One direct application of screening is to investigate in detail the dependence of the structural ensemble upon environmental conditions such as temperature, buffer composition and pH tolerance. Several studies included in Table 2 have conducted small-scale screens in this manner such as Tian et al. (2014) and Fukuda et al. (2017), who examine optimal conditions for the formulation and delivery of antibody therapeutics. The particular sensitivity of SAXS towards inter-particle scattering is leveraged to identify conditions that avoid unwanted oligomerisation and associated viscosity. Here, the sample requirements for scattering measurements is significantly smaller than that required for then-current rheological methods. Similarly, labs such as Lipfert et al. (2007) and Oliver et al. (2013) leverage SAXS to probe the solution morphology of detergent micelles commonly used in membrane protein solubilisation. Although individual micelles might be highly diverse in shape, essential parameters can be captured in ellipsoidal models that describe the average size, shape, and approximate packing as a function of total concentration. Numerous other applications such as protein disorder, protein-detergent complexation, and solvation layer densities showcase the ability of scattering methods to detect small magnitude perturbations as long as they are sufficient to influence the entire P(r) distance distribution (Møller et al. 2013; Cordeiro et al. 2017; Kim and Gabel 2015; Koutsioubas et al. 2013; Chen and Hub 2015b; Henriques et al. 2018). These perturbations can in principle also be screened to study environmental influences on molecular structure.

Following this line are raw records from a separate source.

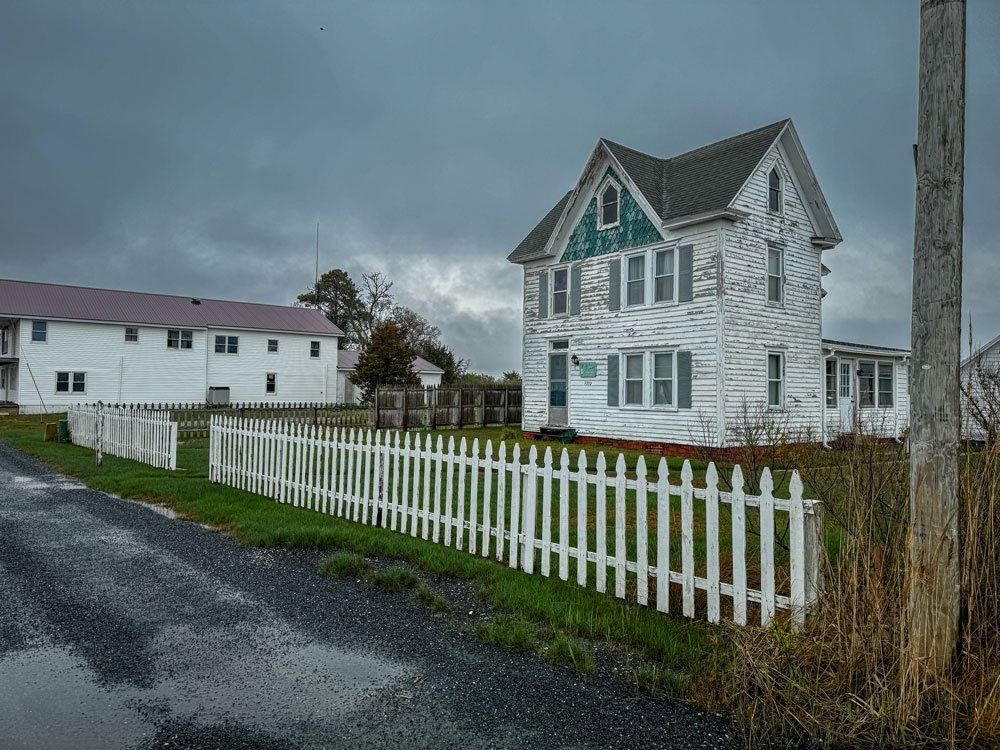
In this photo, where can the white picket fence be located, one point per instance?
(489, 504)
(149, 437)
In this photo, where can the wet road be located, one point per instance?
(122, 627)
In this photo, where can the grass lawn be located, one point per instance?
(686, 651)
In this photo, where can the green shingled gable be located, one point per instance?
(634, 230)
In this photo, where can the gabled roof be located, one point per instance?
(348, 359)
(704, 181)
(30, 299)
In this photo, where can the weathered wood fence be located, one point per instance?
(407, 408)
(528, 515)
(142, 435)
(193, 419)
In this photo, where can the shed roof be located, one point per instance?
(348, 359)
(696, 182)
(31, 299)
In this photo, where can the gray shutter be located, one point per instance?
(574, 290)
(615, 284)
(685, 271)
(612, 380)
(683, 380)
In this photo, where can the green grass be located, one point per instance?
(570, 653)
(511, 631)
(395, 579)
(685, 646)
(345, 565)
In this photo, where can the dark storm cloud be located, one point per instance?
(190, 147)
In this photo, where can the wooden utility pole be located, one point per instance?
(934, 543)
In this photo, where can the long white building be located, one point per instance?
(61, 345)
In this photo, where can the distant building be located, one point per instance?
(661, 295)
(347, 361)
(61, 345)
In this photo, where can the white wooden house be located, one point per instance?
(61, 345)
(661, 296)
(430, 375)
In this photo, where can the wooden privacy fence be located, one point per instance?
(193, 419)
(407, 408)
(136, 434)
(652, 534)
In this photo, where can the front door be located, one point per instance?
(558, 388)
(846, 381)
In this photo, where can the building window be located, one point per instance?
(845, 379)
(177, 339)
(866, 384)
(64, 380)
(227, 344)
(663, 275)
(610, 196)
(831, 382)
(774, 191)
(560, 291)
(633, 379)
(775, 380)
(635, 280)
(663, 379)
(775, 274)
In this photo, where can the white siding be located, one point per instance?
(597, 332)
(148, 372)
(752, 326)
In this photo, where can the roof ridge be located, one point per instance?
(156, 294)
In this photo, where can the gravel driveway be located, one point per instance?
(122, 627)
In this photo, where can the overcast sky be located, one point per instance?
(191, 147)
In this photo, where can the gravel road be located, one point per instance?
(123, 627)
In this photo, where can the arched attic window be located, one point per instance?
(774, 190)
(608, 208)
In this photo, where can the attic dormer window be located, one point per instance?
(774, 191)
(609, 199)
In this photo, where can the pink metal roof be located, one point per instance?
(348, 360)
(30, 299)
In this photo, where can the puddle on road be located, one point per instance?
(260, 675)
(48, 698)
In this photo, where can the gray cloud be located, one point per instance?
(190, 147)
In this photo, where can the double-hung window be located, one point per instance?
(178, 339)
(635, 280)
(560, 291)
(885, 388)
(227, 344)
(663, 379)
(633, 379)
(663, 275)
(775, 274)
(775, 380)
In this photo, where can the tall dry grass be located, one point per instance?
(838, 682)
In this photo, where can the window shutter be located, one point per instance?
(683, 380)
(612, 380)
(615, 284)
(574, 290)
(685, 273)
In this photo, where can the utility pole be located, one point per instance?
(933, 574)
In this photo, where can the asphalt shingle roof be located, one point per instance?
(706, 179)
(30, 299)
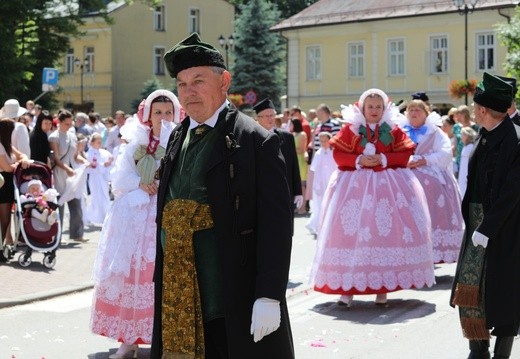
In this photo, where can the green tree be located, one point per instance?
(509, 36)
(259, 53)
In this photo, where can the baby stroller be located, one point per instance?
(37, 235)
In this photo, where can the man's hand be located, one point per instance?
(265, 318)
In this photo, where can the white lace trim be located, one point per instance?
(128, 330)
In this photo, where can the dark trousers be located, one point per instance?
(75, 217)
(215, 339)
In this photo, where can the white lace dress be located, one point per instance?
(123, 271)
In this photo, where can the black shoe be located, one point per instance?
(479, 349)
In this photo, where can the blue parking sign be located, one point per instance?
(49, 79)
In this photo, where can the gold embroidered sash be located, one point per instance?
(182, 327)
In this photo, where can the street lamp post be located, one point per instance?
(226, 44)
(464, 9)
(81, 65)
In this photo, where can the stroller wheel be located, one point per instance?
(24, 260)
(6, 253)
(49, 261)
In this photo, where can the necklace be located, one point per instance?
(153, 143)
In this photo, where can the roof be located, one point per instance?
(330, 12)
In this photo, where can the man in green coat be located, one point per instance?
(224, 214)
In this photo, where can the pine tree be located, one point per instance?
(509, 37)
(259, 54)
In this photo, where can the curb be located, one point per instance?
(25, 299)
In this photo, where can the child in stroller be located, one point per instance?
(40, 204)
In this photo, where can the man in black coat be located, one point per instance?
(486, 287)
(265, 115)
(224, 219)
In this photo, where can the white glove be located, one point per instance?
(298, 201)
(479, 239)
(265, 318)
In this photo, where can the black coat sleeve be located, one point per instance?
(274, 221)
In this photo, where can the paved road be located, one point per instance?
(415, 324)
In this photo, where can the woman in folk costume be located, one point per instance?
(100, 160)
(375, 234)
(123, 270)
(431, 164)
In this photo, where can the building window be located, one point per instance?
(194, 21)
(313, 63)
(158, 19)
(158, 63)
(486, 51)
(439, 54)
(396, 57)
(89, 56)
(356, 59)
(69, 61)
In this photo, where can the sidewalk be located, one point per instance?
(74, 262)
(72, 272)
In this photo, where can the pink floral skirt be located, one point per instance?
(375, 235)
(445, 211)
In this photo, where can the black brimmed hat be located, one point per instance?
(494, 93)
(192, 52)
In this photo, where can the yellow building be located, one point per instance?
(108, 65)
(338, 48)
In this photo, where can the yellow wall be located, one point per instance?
(335, 86)
(124, 50)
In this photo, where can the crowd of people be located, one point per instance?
(208, 196)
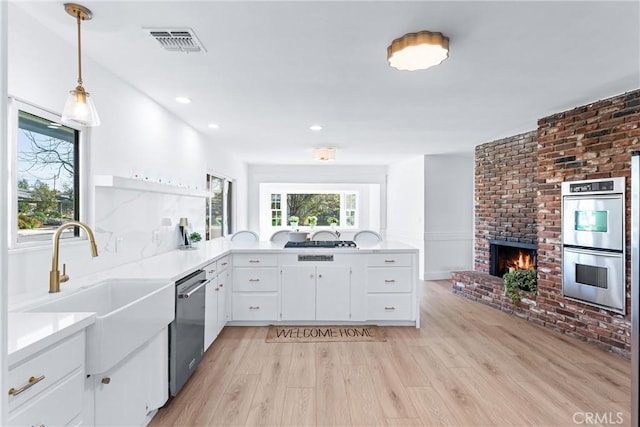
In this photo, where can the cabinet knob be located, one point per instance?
(32, 381)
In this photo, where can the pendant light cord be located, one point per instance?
(79, 51)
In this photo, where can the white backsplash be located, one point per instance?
(129, 225)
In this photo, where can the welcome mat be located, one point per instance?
(365, 333)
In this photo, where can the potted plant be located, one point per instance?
(518, 281)
(194, 238)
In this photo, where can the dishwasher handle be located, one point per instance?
(194, 289)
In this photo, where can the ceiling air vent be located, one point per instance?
(177, 40)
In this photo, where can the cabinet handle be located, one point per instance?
(32, 381)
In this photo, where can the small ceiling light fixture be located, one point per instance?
(79, 108)
(324, 154)
(418, 51)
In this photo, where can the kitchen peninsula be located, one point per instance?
(259, 283)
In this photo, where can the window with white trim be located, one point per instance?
(46, 175)
(339, 208)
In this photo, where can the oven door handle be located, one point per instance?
(194, 289)
(593, 252)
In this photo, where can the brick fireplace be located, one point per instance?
(518, 201)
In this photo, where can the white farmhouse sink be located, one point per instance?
(128, 313)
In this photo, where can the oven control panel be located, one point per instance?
(594, 186)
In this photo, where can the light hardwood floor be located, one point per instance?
(468, 365)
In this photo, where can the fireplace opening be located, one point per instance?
(506, 256)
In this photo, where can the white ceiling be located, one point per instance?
(274, 68)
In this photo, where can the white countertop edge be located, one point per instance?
(32, 332)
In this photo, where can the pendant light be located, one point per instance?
(79, 108)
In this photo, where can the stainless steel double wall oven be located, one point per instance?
(593, 242)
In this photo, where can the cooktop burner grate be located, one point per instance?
(322, 244)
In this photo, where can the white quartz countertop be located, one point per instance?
(29, 332)
(32, 332)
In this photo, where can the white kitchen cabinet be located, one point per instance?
(254, 287)
(391, 287)
(311, 292)
(223, 299)
(211, 304)
(124, 395)
(48, 388)
(216, 299)
(211, 307)
(298, 292)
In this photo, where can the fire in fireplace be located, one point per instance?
(505, 256)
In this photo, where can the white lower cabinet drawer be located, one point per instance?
(255, 306)
(390, 279)
(389, 307)
(45, 369)
(255, 279)
(57, 406)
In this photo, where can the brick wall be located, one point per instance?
(505, 192)
(589, 142)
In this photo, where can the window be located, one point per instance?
(218, 221)
(46, 176)
(326, 207)
(276, 210)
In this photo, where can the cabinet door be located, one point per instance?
(134, 387)
(223, 300)
(298, 293)
(120, 395)
(210, 313)
(333, 291)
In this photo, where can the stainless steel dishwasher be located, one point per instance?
(186, 332)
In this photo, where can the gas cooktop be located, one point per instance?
(322, 244)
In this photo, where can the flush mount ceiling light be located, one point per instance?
(418, 51)
(324, 154)
(79, 108)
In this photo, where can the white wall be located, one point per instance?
(136, 134)
(448, 230)
(405, 204)
(332, 174)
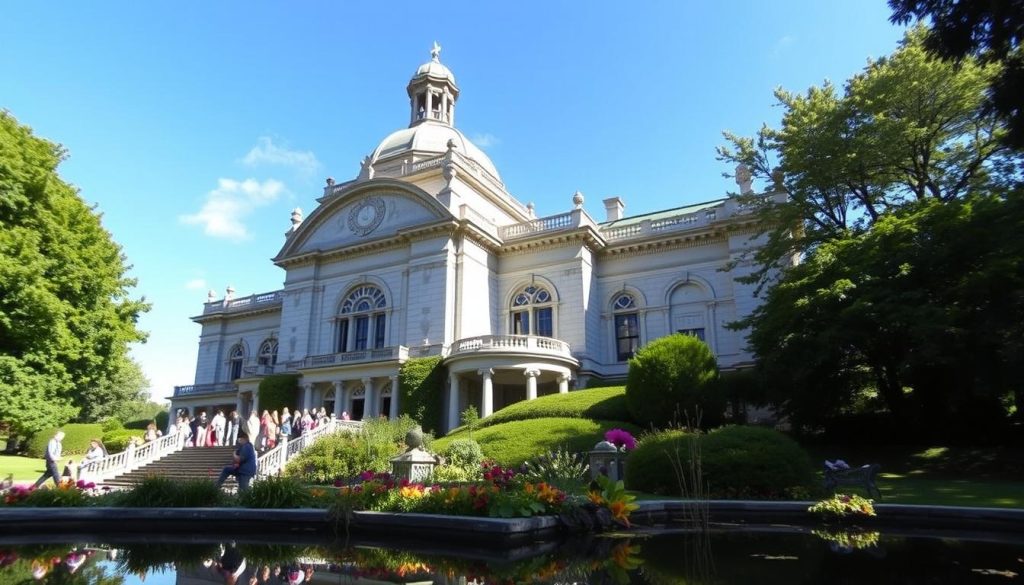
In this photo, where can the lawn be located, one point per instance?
(22, 467)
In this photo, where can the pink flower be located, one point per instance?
(621, 439)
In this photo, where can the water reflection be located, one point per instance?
(657, 557)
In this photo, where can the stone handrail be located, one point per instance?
(525, 343)
(244, 302)
(647, 226)
(131, 458)
(272, 462)
(203, 388)
(359, 356)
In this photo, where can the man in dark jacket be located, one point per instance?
(243, 466)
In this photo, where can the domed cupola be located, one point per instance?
(432, 92)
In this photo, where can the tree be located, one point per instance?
(909, 127)
(904, 204)
(990, 31)
(66, 314)
(671, 378)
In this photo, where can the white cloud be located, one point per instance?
(196, 284)
(266, 153)
(484, 140)
(227, 205)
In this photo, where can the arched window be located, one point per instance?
(267, 352)
(237, 358)
(532, 312)
(364, 320)
(627, 326)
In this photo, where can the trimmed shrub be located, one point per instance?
(343, 456)
(464, 452)
(673, 377)
(600, 404)
(158, 492)
(278, 391)
(511, 444)
(737, 462)
(77, 436)
(421, 387)
(276, 493)
(117, 441)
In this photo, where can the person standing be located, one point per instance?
(233, 422)
(252, 425)
(218, 427)
(53, 450)
(243, 465)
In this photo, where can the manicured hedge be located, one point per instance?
(278, 391)
(77, 436)
(421, 388)
(515, 442)
(605, 404)
(737, 462)
(672, 378)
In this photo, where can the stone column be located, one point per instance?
(307, 397)
(453, 401)
(563, 384)
(370, 404)
(531, 383)
(394, 398)
(339, 398)
(487, 405)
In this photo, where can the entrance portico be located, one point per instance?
(492, 372)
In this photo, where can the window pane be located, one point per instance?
(545, 327)
(379, 329)
(627, 336)
(695, 332)
(520, 323)
(343, 336)
(361, 329)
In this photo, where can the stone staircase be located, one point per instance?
(189, 463)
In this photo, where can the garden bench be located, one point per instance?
(862, 476)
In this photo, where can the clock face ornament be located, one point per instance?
(367, 215)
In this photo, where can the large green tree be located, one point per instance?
(67, 317)
(886, 182)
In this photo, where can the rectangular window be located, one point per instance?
(361, 332)
(520, 323)
(627, 336)
(695, 332)
(545, 326)
(380, 327)
(343, 336)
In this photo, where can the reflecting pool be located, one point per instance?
(768, 554)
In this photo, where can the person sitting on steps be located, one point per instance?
(243, 466)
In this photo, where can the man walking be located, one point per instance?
(53, 449)
(244, 465)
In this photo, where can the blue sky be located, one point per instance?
(196, 127)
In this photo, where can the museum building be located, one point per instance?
(426, 253)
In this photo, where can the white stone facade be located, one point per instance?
(425, 253)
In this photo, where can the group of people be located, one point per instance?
(265, 431)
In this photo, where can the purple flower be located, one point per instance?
(621, 439)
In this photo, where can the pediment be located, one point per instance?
(368, 211)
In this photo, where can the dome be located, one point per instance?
(436, 70)
(430, 137)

Microfluidic chip screening platform

Although our own work utilises broadly available 96-well plates setups for screening, it is well worth mentioning the ongoing improvements in microfluidic chip platforms as a means to conduct screening. For purposes of illustration, we restrict ourselves here to two sister reports by Teychené lab in the understanding that multiple labs have also contributed towards this sub-field (Lafleur et al. 2011; Møller et al. 2013; Watkin et al. 2017; Schwemmer et al. 2016; Pham et al. 2017), with alternative on-chip mixing schemes (Lee et al. 2011; You et al. 2015).Pham et al. (2017) reports the fabrication and initial testing of a four-channel mixing device intended for screening crystallisation conditions, whereas Rodríguez-Ruiz et al. (2017) reports its immediate implications for on-chip structural characterisation. The authors’ implementation of chip-based SAXS screening relies upon the creation of stable water-in-oil droplets by joining three aqueous channels into a primary channel containing immiscible fluorous oil. Precise regulation of relative rates between the aqueous channels determine final concentrations in the droplet, and thus enabling coverage of protein concentration and crystallisation conditions, or equivalently titration points in a protein-ligand-buffer setup. Droplet size is itself regulated by relative oil-water velocities and synchronised with the X-ray beam to minimise damage and interface scattering artefacts. This results in the measurement of one to three SAXS measurements per droplet, each equivalent to individual exposure frames of a capillary-based setup. The authors use lysozyme to demonstrate the dependence of inter-particle interactions on salt concentration, as well as a standard concentration series.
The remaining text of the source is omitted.